Tuesday, 6 September 2011

Dr Dawkins regrets he's unable


It seems that Dr Lane Craig, that Hammer of the Humanists, is coming over on a speaking tour of the UK. Our very own British "Bright" Brights are disinclined to engage however.
Clinton R Dawkins won't play.
Likewise A C Grayling.
Polly Toynbee has taken her ball and gone home.
It's all getting rather funny to see the Bright ones affecting languid disinterest as they run for the bunker.

On the 25th October an event has been scheduled at the Sheldonian Theatre in Oxford. Apparently the plan is to leave an empty chair for old Mad Dog Dawkins, in case, like the bad fairy, he turns up  at  the eleventh hour.
If, as seems likely, he doesn't show, Dr Lane Craig will deliver a critique of The God Delusion instead. Either way it will be an interesting event.

Anyway, all the hilarity has led to some creative video's on Youtube;  two of which, out of my largesse, I share with you here, gentle reader.
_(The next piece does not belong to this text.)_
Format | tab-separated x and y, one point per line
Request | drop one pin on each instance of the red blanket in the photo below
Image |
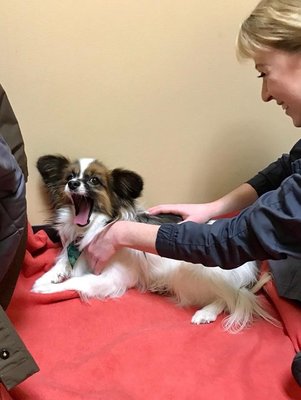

Before I go, I also want to share a  remark by "Albert" that I read in the comments here:

So why don't more people believe in God? Answer (apart from ignorance): fear of religion. Here's atheist philosopher Thomas Nagel on fear of religion:

I speak from experience, being strongly subject to this fear myself: I want atheism to be true and am made uneasy by the fact that some of the most intelligent and well-informed people I know are religious believers. It isn't just that I don't believe in God and, naturally, hope that I'm right in my belief. It's that I hope there is no God! I don't want there to be a God; I don't want the universe to be like that. My guess is that this cosmic authority problem is not a rare condition and that it is responsible for much of the scientism and reductionism of our time. One of the tendencies it supports is the ludicrous overuse of evolutionary biology to explain everything about human life, including everything about the human mind… This is a somewhat ridiculous situation… [I]t is just as irrational to be influenced in one’s beliefs by the hope that God does not exist as by the hope that God does exist.
The same commenter also linked to this blog post which caught my attention.It is about the cosmological argument, and I have saved it to read propely when I'm less tired ( and I will send it to my Dominic who is doing theology at A level, this stuff is up his alley)
Here is what the blogger, Edward Fesser, says about himself:
I am a writer and philosopher living in Los Angeles. I teach philosophy at Pasadena City College. My primary academic research interests are in the philosophy of mind, moral and political philosophy, and philosophy of religion. I also write on politics, from a conservative point of view; and on religion, from a traditional Roman Catholic perspective.

It might be worth a look if you like that kind of thing.